Yücel Yılmaz Karesi Belediye Başkanı’yken Kurtdere güreşleri için hayli ter döktü malum; yeni tesisler, alan genişletmeler, köyü yenileştirmeler; çok çalıştı çok.

Kurtdere güreşlerini Kırkpınar, Elmalı gibi tarihi organizasyonlardan sonra gelen birinci sınıf bir güreş organizasyonuna dönüştürdü. Tabi o zaman arkasında Edip Uğur vardı; Büyükşehir’in maddi desteği ve himayesiyle bol keseden harcıyordu.
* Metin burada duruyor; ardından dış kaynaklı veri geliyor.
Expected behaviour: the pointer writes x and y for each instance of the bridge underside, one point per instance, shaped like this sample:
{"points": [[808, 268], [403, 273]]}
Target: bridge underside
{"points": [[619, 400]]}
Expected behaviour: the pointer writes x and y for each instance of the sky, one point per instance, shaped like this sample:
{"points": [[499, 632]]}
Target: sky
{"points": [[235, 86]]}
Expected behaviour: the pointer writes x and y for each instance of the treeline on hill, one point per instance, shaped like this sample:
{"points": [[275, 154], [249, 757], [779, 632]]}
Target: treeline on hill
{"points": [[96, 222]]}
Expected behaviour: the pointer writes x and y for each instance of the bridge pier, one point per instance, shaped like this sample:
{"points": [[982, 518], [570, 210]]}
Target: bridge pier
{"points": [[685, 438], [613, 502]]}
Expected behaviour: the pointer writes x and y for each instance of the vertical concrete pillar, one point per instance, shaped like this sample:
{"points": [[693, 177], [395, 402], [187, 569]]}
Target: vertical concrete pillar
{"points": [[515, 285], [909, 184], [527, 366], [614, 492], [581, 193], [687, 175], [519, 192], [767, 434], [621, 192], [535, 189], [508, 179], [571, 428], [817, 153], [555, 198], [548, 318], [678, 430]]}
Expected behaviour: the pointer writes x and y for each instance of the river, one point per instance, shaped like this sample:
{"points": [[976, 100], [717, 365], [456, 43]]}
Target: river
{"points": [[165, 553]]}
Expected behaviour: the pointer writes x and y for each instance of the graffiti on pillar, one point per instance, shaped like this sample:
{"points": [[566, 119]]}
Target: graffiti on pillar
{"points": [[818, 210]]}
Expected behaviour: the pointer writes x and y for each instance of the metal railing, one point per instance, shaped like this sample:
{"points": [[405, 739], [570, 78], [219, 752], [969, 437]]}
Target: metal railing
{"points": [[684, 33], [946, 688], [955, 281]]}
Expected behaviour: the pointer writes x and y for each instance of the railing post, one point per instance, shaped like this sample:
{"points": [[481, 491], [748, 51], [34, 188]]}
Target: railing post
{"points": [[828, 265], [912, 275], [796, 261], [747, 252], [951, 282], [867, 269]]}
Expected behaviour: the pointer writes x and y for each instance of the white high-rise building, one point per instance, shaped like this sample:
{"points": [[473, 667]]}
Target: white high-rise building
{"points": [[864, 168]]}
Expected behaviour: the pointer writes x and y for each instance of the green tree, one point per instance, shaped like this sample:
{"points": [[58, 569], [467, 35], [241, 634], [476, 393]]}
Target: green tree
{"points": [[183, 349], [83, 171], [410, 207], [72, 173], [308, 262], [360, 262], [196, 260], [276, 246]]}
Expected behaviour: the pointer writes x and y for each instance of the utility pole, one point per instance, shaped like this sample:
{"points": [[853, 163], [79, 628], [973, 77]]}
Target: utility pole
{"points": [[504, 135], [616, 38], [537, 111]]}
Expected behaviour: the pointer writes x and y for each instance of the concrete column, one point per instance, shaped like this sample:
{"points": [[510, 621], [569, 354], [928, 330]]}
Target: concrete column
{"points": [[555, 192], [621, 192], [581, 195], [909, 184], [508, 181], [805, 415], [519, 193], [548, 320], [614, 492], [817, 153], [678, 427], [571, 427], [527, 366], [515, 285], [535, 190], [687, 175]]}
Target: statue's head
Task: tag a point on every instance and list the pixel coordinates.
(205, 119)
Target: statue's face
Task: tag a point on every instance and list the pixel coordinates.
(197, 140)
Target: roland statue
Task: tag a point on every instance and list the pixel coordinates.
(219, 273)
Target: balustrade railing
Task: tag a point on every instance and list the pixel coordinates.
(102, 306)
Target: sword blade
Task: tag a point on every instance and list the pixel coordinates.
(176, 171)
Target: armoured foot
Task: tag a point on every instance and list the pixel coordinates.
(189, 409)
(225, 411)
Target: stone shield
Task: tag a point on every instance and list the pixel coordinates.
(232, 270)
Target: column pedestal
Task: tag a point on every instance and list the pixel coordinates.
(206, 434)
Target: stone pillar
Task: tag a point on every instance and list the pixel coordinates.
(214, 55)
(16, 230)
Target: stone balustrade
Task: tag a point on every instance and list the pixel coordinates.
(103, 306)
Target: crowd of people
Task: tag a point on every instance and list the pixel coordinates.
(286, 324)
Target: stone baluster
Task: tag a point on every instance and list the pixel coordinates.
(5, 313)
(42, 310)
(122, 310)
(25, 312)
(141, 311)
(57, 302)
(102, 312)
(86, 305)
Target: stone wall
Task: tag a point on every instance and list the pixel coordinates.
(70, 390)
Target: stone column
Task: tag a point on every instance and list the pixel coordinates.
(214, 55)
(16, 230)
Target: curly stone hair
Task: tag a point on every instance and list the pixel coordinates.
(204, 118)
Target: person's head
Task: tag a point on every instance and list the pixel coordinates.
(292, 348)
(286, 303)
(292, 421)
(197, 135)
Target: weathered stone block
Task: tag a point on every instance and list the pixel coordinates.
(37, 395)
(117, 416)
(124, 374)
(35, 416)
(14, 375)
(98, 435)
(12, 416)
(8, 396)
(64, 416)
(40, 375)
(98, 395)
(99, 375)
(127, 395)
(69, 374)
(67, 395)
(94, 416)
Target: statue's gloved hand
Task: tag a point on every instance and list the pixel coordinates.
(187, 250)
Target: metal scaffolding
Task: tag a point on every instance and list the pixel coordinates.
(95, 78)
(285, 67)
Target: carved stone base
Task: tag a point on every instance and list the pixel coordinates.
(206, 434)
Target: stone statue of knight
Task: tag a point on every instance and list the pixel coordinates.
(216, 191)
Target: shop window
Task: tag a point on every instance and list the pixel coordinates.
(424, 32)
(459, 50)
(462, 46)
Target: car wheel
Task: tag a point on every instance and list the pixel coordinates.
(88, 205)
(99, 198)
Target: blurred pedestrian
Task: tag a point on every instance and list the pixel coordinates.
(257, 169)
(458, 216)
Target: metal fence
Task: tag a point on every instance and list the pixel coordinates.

Kurtdere işi şimdi Dinçer Orkan’a kaldı. Bugünlerde organizasyon için gerekli kaynağın temin edildiği söyleniyor ama, üç beş gün öncesine kadar Yücel Yılmaz’ın “bende para yok, başınızın çaresine bakın” dediği konuşuluyordu.

Neyse.. Kurtdere güreşleri eski tadında mı olacak, yoksa tam tersi mi, bunu ileriki günlerde göreceğiz.

Konu, Kurtdereli’nin evinin müze yapılması.

Yücel Yılmaz, beş yıl önce Karesi Belediye Başkanı olduğunda bir hevesle bu güreş işine el atmıştı ya.. O zaman Kurtdereli’nin yıkık, virane evinin restore edilip müzeye dönüştürülmesi de gündeme geldi. Biz de gittik, evi yerinde gördük. Ev her yanıyla dökülüyor. Restore edilebilir elbet. Ama astarı yüzünden pahalıya gelir.

Sonraki zamanda Yücel Yılmaz da zaten bu sevdadan vazgeçti. Öyle olmasa, şimdiye kadar evin restorasyonu çoktan bitmişti. Demek ki “bu iş olmaz” diye düşündü.

Dinçer Bey müze projesinden söz ederken, “Yücel Bey bu konuda mesafe katetmiş, bu projeyi yaşama geçirmeyi planlıyoruz” diyor.

Katedilen mesafe nedir; bilmiyoruz.

Ama bu şehir, Yağlı Güreş Düzenleyen Kentler Birliği’nin merkezi. Kırkpınar Edirne’de, Elmalı Antalya’da dururken, güreşin merkezi Balıkesir oldu malum.

..ve hep bir güreş müzesinden söz ediliyor. Ama sadece söz ediliyor.

Birlik Başkanı Yücel Yılmaz sonuçta. Balıkesir merkezinde kursun bir müze; evvel zamanda Kabe’ye gönderilen Kurtdereli’nin kıspetini de bulur getirir, müzenin hazinesi eksiksiz olur; ne güzel olur.

Böyle işlerle ilçe belediyeleri çok oyalanmasın. Büyükşehir halletsin.

Evin karşısındaki çeşmenin üstünde yekpare bir taş var.. Kurtdereli’nin o taşla antrenman yaptığı söylenir. Onu da alın, müzeye koyun.